After studying this module, you should be able to grasp the important ideas of Bohr’s Theory of the structure of atomic hydrogen. We will first review the experimental observations of the atomic spectrum of hydrogen, which led to the birth of quantum mechanics.

2. What is a Spectrum?

2.1 Introduction

In spectroscopy, we are interested in the absorption and emission of radiation by matter and its consequences.
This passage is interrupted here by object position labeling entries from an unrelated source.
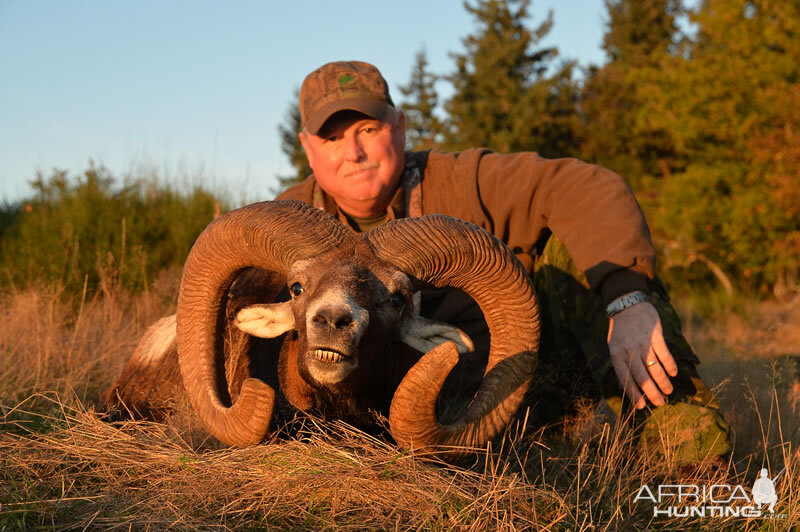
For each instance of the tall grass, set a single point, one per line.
(61, 466)
(79, 231)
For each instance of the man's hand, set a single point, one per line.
(640, 355)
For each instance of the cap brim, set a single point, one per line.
(372, 108)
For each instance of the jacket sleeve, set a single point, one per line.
(589, 208)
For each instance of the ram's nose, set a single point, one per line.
(334, 317)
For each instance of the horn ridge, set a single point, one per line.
(448, 252)
(268, 235)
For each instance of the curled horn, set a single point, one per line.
(270, 236)
(447, 252)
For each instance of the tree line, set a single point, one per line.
(697, 107)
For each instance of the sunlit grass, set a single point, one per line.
(62, 466)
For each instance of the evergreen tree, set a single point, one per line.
(423, 127)
(503, 97)
(290, 145)
(639, 38)
(730, 105)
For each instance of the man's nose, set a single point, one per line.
(354, 151)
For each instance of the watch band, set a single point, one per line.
(625, 301)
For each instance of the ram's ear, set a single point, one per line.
(266, 321)
(423, 334)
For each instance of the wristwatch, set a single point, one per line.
(625, 301)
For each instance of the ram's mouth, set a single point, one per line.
(328, 356)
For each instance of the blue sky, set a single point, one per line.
(195, 90)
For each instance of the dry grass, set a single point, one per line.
(62, 467)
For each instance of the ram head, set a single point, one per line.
(350, 306)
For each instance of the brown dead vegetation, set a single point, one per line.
(63, 467)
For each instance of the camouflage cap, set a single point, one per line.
(340, 86)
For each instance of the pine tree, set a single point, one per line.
(730, 106)
(291, 147)
(423, 127)
(639, 38)
(503, 97)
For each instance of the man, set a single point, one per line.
(354, 139)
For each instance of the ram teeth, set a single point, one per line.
(327, 356)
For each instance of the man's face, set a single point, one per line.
(358, 160)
A spectrum is the distribution of photon energies coming from a light source:

• How many photons of each energy are emitted by the light source?
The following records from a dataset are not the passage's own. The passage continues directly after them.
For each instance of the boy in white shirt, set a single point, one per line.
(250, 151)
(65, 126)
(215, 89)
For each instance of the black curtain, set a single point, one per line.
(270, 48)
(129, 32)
Spectra are observed by passing light through a spectrograph:

• Breaks the light into its component wavelengths and spreads them apart (dispersion). • Uses either prisms or diffraction gratings.
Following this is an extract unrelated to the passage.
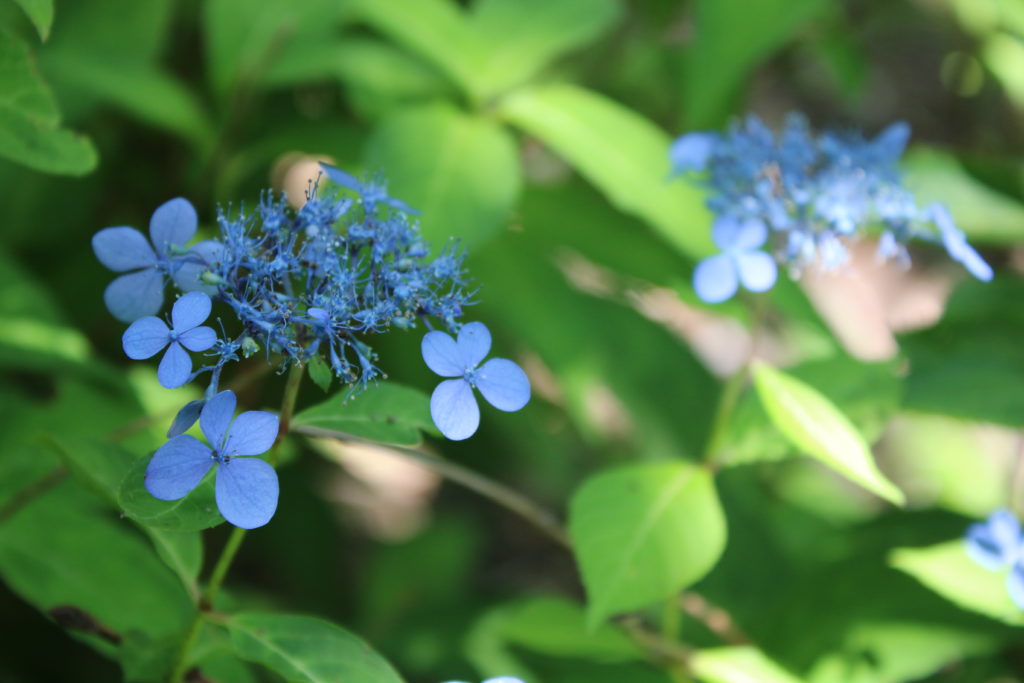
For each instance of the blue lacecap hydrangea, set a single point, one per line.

The absorption and emission of photons are governed by the Bohr condition ΔE = hν. This relation and the prism (or diffraction grating) which casts white light into its components with known wavelengths bent by known angles, give us the tools we need to peer into the inner workings of atoms! Not merely check their size (atomic microscopy) but rather determine experimentally their internal energy states! How? By giving them a kick and seeing what light falls out.

And the light that falls out is not smeared out over many wavelengths but rather concentrated into several lines in atomic spectra. Those lines mean incredibly precise energy differences between atomic states since any energy the atom loses, the photon gains (by conservation of energy). Modern atomic theory arose out of studies of the interaction of radiation with matter.

2.2 Atomic Spectra

Atomic spectra are line spectra. The peaks are sharp because only electronic transitions are possible in atoms, whereas in molecules, rotational and vibrational energy changes can also take place simultaneously. Molecular spectra are much more complex, even for the simplest molecule, hydrogen, as shown in Figure 1, where the emission spectrum of hydrogen molecule (top) is much more complex than that of atomic hydrogen (bottom).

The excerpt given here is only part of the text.